No day ever looks the same, it can vary depending on the time of year, the program’s needs, the team’s objectives, and the immediate urgency of some tasks. My ideal day is where I can link in with members of the team, have productive conversations in meetings and make innovative and meaningful steps to support our service delivery.
What do you love about working with families from rural and remote Australia?
Knowledge is so important, and we are always learning and taking on new information from our families, from the communities and the schools we work with. It is an incredible honour to ensure our families voices are heard and supported at the highest levels. I am grateful, that our rural and remote families are willing to share their experiences with me and this makes me a better person and clinician.
What do you think makes RFW unique?
The mission! It resonates with me. The work we do is profoundly significant, meaningful and purposeful.
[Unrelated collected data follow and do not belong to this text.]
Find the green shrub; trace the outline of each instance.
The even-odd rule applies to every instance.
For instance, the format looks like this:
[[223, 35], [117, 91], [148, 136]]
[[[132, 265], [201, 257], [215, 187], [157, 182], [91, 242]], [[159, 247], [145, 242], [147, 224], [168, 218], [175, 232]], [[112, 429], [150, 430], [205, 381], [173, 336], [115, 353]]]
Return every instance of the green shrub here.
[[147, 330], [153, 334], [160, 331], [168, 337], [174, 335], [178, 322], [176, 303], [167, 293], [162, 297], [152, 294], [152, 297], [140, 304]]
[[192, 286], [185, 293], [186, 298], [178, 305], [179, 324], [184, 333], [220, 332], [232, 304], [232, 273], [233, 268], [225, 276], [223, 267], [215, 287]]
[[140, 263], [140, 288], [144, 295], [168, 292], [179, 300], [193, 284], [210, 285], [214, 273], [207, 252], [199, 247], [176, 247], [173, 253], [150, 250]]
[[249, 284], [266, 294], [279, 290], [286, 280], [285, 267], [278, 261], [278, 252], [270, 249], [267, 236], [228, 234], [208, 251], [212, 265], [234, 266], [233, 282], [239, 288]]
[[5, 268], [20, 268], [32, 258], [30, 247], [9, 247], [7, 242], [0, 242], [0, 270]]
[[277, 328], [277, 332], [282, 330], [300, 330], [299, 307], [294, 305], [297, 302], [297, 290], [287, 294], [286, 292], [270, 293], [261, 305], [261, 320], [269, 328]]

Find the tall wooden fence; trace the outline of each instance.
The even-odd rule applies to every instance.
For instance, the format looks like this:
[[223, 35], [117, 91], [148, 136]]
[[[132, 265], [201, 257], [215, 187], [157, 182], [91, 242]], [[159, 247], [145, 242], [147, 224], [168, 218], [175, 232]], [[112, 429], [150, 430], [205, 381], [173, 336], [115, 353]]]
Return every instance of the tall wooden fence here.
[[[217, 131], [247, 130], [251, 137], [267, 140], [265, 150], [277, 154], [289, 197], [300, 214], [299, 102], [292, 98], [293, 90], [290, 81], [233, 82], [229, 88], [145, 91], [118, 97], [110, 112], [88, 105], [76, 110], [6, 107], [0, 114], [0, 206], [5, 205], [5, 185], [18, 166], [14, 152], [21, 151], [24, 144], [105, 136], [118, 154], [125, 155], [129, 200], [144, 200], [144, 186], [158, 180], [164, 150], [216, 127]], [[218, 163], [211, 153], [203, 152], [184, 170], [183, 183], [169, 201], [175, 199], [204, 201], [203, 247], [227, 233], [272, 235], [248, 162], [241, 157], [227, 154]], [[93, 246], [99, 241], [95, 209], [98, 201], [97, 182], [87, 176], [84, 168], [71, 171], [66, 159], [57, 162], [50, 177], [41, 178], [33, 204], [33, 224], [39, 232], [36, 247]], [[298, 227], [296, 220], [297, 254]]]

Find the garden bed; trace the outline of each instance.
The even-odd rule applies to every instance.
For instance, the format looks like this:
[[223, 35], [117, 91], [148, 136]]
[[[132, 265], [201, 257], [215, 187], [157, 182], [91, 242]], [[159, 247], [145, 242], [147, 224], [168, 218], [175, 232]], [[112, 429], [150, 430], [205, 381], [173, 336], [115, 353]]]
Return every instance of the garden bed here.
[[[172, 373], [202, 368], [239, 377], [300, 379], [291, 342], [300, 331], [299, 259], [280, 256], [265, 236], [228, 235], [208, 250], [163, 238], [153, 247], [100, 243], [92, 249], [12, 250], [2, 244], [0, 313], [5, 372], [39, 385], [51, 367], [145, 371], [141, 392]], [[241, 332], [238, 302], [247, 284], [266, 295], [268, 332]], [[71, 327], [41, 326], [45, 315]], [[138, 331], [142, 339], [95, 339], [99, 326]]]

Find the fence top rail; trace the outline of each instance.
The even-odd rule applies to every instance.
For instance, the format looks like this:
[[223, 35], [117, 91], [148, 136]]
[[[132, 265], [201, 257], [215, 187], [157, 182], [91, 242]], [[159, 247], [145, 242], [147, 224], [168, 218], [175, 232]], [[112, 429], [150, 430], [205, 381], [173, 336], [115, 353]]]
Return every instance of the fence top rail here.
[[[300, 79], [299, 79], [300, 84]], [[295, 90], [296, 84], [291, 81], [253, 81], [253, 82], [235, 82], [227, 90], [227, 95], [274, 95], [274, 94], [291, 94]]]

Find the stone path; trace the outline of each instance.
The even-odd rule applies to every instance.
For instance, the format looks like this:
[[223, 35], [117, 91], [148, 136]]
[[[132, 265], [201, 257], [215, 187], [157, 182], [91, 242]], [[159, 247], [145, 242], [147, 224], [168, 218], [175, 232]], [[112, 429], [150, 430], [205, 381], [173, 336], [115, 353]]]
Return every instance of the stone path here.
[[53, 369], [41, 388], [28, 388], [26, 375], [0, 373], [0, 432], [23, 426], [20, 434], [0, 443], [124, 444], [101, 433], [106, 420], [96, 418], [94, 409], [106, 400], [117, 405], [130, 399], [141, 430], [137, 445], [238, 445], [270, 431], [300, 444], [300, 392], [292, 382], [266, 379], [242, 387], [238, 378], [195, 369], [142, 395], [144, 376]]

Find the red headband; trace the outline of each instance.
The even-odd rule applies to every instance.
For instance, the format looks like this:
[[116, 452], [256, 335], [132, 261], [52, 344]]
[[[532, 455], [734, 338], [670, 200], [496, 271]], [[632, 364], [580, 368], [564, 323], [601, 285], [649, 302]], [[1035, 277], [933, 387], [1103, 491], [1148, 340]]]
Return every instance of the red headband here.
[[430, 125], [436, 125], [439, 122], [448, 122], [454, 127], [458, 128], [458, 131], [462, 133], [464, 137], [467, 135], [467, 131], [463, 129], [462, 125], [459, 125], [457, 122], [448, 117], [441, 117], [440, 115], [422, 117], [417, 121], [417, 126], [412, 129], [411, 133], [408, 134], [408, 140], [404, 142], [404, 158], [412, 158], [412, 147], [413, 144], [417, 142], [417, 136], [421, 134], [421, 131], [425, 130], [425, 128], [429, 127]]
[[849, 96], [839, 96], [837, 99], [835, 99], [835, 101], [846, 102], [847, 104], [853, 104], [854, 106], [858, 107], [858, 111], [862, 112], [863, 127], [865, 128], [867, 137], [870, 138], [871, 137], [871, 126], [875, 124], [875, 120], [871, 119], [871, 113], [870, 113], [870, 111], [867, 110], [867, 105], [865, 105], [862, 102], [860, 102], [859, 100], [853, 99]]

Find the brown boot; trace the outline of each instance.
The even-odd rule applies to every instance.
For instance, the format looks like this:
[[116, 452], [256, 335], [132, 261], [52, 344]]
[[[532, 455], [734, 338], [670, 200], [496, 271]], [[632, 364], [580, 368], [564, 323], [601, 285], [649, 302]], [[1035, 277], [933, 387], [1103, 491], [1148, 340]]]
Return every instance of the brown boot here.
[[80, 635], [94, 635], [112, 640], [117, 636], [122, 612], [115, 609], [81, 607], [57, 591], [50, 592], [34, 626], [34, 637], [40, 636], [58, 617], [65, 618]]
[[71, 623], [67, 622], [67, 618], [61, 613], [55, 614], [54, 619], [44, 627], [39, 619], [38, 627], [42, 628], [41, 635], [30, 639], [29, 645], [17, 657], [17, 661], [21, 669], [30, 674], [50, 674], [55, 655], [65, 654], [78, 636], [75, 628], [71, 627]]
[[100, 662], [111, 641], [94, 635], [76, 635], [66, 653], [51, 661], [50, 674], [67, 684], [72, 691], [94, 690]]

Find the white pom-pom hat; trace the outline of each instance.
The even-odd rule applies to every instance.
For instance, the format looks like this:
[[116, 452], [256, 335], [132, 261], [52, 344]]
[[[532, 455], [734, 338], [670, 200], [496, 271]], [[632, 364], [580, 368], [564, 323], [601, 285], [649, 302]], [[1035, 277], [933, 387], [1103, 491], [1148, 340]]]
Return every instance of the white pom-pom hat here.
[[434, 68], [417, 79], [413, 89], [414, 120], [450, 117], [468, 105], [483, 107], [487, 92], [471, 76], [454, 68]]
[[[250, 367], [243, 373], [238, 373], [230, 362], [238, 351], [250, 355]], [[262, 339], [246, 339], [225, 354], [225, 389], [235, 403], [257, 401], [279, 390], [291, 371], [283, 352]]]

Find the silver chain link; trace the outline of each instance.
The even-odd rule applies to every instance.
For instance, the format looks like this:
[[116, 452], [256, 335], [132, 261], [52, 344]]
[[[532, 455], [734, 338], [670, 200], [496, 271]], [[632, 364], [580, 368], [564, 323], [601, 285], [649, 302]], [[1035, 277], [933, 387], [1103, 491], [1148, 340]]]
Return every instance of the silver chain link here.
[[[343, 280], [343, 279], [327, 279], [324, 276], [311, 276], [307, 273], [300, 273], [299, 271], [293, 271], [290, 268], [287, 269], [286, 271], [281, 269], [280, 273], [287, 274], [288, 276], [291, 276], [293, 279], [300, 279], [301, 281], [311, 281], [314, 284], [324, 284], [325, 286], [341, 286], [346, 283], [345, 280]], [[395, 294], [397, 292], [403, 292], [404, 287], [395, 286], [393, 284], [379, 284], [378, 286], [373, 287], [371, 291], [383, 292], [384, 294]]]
Can give us an example of a family’s positive outcomes through working with RFW?
How do you choose just one story? There are many! One that particularly stands out to me is a time when I worked with a refugee family who were forced to leave their country because of war and violence. They spoke some English. We engaged a translator through the school and the family were eager to participate in parent sessions which involved lots of listening… and more listening. The members of the family had been through so much to be able to live in Australia and their main goal was to provide a safe home and the best education for their children. A very special family to me and people I will remember forever. There are many families we work with who are in a similar situation, either displaced in their own country or fleeing from a town they once called home.
Where’s your country? – Where do you feel most connected to?
Outdoors surrounded by nature – I find the grandness is so compelling. Sitting in open green spaces, bushwalking, hiking, swimming, picnics and finding the best coffee are some of my top favourite things to do.